At Coe, 70% of first-year students take on loan debt, averaging $7,389 apiece. This figure includes both private and federally funded student loans.

On the federal side, the average loan is $5,602. This is at or above the $5,500 first-year federal borrowing cap that applies to the typical dependent freshman. Be aware: the undergraduate-wide averages below exclude private loans, while this freshman number includes them.

Typical Undergraduate Borrowing at Coe College

Looking at all undergraduates at Coe, freshmen included, 69% use federal student loans to help pay for their education, at an average of $6,659 a year. That is 18.9% higher than the freshman federal average of $5,602.

Repeating that yearly amount projects to about $13,318 over two years and about $26,636 over a four-year span. This projection keeps yearly federal borrowing flat and excludes private and Parent PLUS loans.

Undergraduate federal borrowingValue
Share using federal loans69%
Average federal loan per year$6,659
Undergraduates with a federal loan863
Total federal loans (one year)$5,746,570

Typical Student Debt at Coe College

The median student at Coe borrows $20,496 of cumulative federal debt.

Borrower groupMedian federal debt
All federal borrowers$20,496
Students who completed (graduates)$27,000
Students who withdrew$8,250

Debt carried by students who withdrew is a key risk signal — these borrowers owe money without having earned the credential.

Debt Spread by Percentile

The median hides the spread, so the percentiles below show cumulative federal debt at four points in the distribution for Coe.

PercentileCumulative Federal Debt
10th percentile (lowest-debt students)$5,098
25th percentile$10,000
75th percentile$31,500
90th percentile (highest-debt students)$38,500

How wide this percentile range is tells you how much borrowing varies across students at Coe.

Total Federal Debt With PLUS Loans for Coe College

The figures above count only the students own federal loans. Adding PLUS loans (borrowed by parents or graduate students) gives a fuller picture of total borrowing at Coe.

GroupBorrowersMedian debt incl. PLUS
All borrowers208$23,266
Completed (graduates)127$30,674
Did not complete81$12,719

Completers face an estimated standard 10-year monthly payment on their PLUS-inclusive debt of roughly $364.75/mo.

What It Costs to Repay at Coe College

Repayment burden translates the debt figures into what a borrower actually pays each month. Coe.

Loan Default Rates for Coe College

The default rate measures how many borrowers fall behind and ultimately fail to repay their federal loans.
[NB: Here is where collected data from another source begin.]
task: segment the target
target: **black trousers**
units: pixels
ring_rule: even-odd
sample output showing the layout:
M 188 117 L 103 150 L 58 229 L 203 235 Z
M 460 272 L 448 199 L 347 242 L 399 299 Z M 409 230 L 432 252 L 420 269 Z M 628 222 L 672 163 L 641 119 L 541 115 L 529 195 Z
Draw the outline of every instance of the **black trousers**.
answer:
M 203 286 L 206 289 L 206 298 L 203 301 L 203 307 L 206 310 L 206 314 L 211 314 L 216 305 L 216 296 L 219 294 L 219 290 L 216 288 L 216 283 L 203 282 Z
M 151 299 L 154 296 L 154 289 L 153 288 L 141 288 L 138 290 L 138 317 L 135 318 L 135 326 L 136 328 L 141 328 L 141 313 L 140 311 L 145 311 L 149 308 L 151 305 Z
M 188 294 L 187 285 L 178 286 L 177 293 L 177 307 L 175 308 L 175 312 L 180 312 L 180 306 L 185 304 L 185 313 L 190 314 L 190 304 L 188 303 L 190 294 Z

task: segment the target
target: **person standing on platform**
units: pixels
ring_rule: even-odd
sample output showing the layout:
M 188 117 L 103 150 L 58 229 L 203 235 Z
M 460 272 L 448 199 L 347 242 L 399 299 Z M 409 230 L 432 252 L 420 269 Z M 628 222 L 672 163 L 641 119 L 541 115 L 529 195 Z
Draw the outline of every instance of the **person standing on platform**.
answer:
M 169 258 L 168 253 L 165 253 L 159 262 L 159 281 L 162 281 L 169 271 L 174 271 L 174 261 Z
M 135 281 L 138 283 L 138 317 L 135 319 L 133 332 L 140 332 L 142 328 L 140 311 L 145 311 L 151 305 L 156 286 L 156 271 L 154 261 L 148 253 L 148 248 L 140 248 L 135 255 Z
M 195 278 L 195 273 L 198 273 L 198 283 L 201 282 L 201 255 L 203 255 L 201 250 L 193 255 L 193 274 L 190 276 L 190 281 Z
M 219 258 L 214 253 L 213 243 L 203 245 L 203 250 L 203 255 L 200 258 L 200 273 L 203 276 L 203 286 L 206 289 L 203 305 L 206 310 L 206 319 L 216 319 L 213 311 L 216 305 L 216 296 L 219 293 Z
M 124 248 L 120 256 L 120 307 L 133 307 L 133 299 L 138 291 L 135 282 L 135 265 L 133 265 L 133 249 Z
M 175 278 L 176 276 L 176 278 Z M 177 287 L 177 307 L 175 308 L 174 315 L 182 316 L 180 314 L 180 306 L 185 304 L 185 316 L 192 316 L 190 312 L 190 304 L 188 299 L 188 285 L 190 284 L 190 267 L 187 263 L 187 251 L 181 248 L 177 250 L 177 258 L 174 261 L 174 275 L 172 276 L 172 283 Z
Two-year cohort default-rate data for Coe appears below.

MetricValue
2-year cohort default rate3.6%
Borrowers in the cohort305

This rate follows a borrower cohort from the start of repayment through the two-year window the Department of Education uses.

How Borrowing Varies by Student Group at Coe College

The breakdowns below show median federal debt by income, first-generation status, and dependency.

By Family Income

Income tierMedian federal debt
Low income$19,500
Middle income$18,875
High income$21,500

First-Generation Comparison

CohortMedian federal debt
First-generation students$20,500
Continuing-generation students$20,000

By Dependency Status

CohortMedian federal debt
Dependent students$20,496
Independent students$21,000

Borrowing Gaps Between Student Groups at Coe College

The Department of Education computes gap indicators that show how borrowing differs between student groups at Coe.

Understanding Student Loans

Subsidized and Unsubsidized Loans

With an unsubsidized loan, interest starts adding up the day the loan is disbursed, including during school. Subsidized loans, by contrast, do not accrue interest while you are enrolled at least half-time, which makes them the less expensive option when you qualify.

Did You Know?

Declaring bankruptcy does not erase federal student loan debt. If you stop paying, the federal government can garnish a portion of your wages until the loans are repaid.

References

More about our data sources and methodologies.